04-14-2013 08:50 AM
I have a For Loop, calling a certain function inside a DLL, which I wrote. I'm observing something strange when I parallelize the execution of the loop, and I wonder if that rings any bell to anyone - a specific bug or caveat of LV parallelization, for instance, or if I have to look elsewhere.
The platform is win7, LV2010SP1, problem observed on two different computers, a quad and an oct core.
My DLL function (I have the source C code) interfaces with certain openCV 1.0 routines, allocates its own buffers, does its own things, returns its results and deallocates its storage. I think it is not too important to enter in details here; what is relevant is the following:
I had no a-priori statement about the thread safety of the underlying openCV 1.0 routines, but the fact that they DO run in parallel without problems for up to 3 threads, and that execution times scales inverse-proportionally for up to 6 threads when the job is split across instances, is a hint that they hopefully are.
I vaguely remember that the number of threads which LV reserves for some of its subprocesses may be 4 or 8 (e.g. the GUI thread, configurable somehow IIRC), and I wonder if that has anything to do with what I observe.
Any hint?
TIA, Enrico
04-15-2013 09:22 PM
Hi Enrico,
The default number of threads in LabVIEW is 4.
1 UI thread and 3 others, that is why you can get an error when the number is more than 3. Have a look at this knowledge base which shows how you can increase the number of threads.
Regards
04-16-2013 01:23 AM - edited 04-16-2013 01:33 AM
@Arham-H wrote:
The default number of threads in LabVIEW is 4.
1 UI thread and 3 others, that is why you can get an error when the number is more than 3. Have a look at this knowledge base which shows how you can increase the number of threads.
This statement disagrees with "How Many Threads Does LabVIEW Allocate?", which say the number is much higher and depends on the number of CPU cores. Can you clarify your statement?
I've been running up to 32 parallel instances of a parallel for loop without the need of any special thread configuration setting on a system with 16 hyperthreaded cores (32 virtual cores).
04-16-2013 02:05 AM - edited 04-16-2013 03:47 PM
@Enrico_Segre wrote:
Any hint?
You said you made the dll yourself. I am not familiar with openCV. Is the dll compiled so it includes everything in it or does it call external dlls itself? does your dll include any internal parallelizations (e.g. parallel_for). If you parallelize in LabVIEW, you should probably make sure that the dll does not include parallel code (just guessing).
You did not say how many parallel instances of the FOR loop you have configured. What is the exact models of your CPUs?

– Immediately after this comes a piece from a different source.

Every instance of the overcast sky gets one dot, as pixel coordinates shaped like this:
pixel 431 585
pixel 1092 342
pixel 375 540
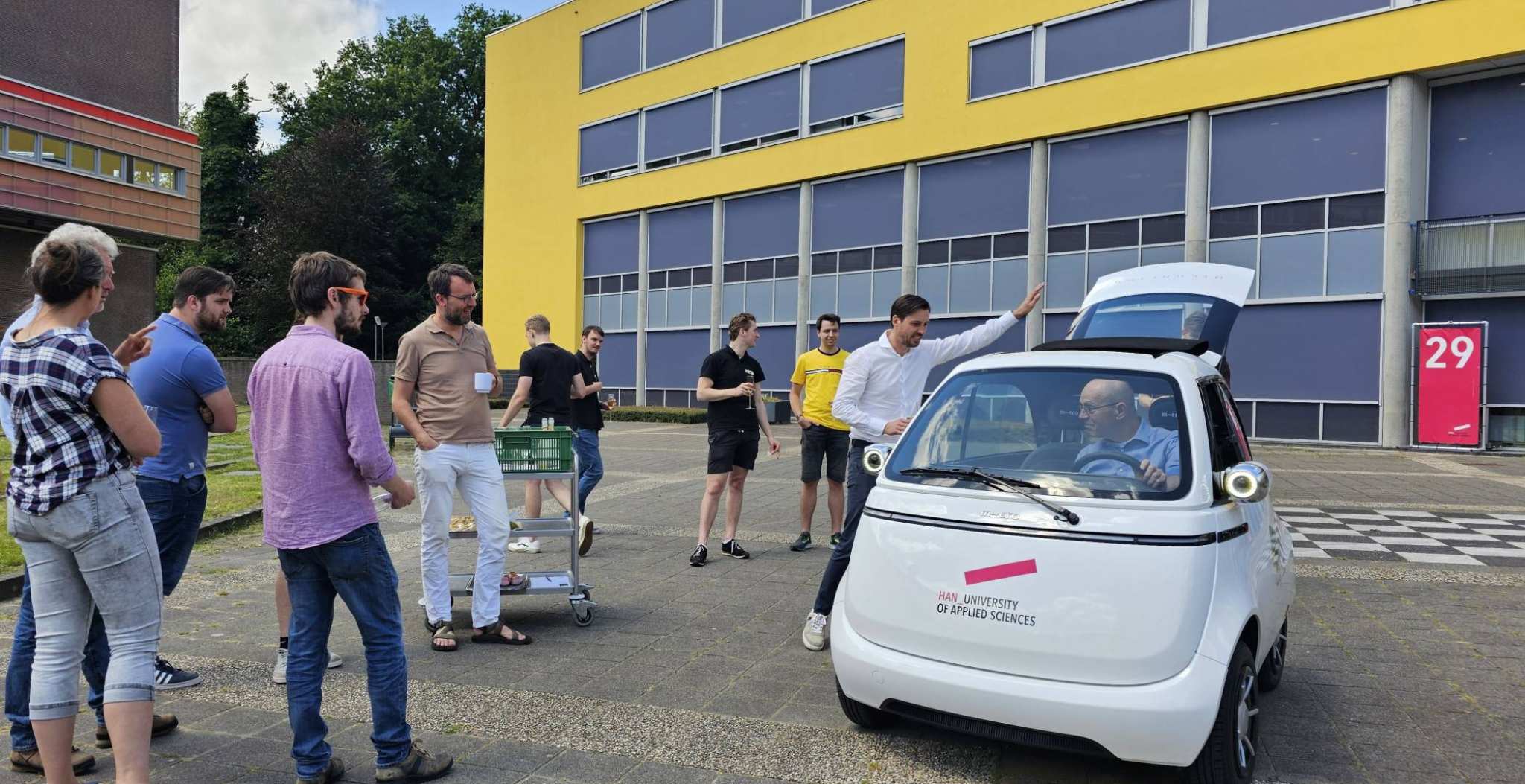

LabVIEW 2010 seems a bit old. Have you tried in 2012 (download the free evaluation to test if you can).
(I have a dll written in fortran that cannot be called concurrently. I ended up dynamically creating N unique copies of the DLL at startup, then calling it using the parallel instance ID, indexing in an array of dll names. Configure the clfn to specify the path on the diagram. I don't think LabVIEW 2010 has the parallel instace ID output, so you might be out of luck. I do get a 17x parallelization speedup on a system with 16 hyperthreaded codes and there was no need to tweak the thread configuration at all)
04-16-2013 02:11 PM
Thanks to both for the replies. Here I have to admit that I have reported a little too early, before making sufficient analysis. I apologize for that and plan to carry out further tests.
By now I have discovered that the issue of " if N>6 the routine halts irrecoverably" was due to a bug of mine, involving passing a misdimensioned matrix to the routine in that case, rather than to a LV fault. Still, I confirm that when errors 1097 pop up, they do it seemingly at random. Now it may be that the innards of my routine (certainly calling other stuff in OpenCV dlls, no idea about parallelization pragmas) do violate allocations somewhere, possibly also depending on input data; but I still wonder then if there is some issue when errors are generated in parallel threads, so that they are not always concurrently reported. Will see if I can shed more light.
As for looking into more recent LV versions, yes, I have access to them; LV2010 was only the one installed on the target systems where I became aware of the problem.
Enrico
04-16-2013 06:23 PM
I stand corrected, the number of threads does depend on the number of CPU cores. I stated 4 threads as this is the number that is by default when a for loop is configured for parallelism.
Regards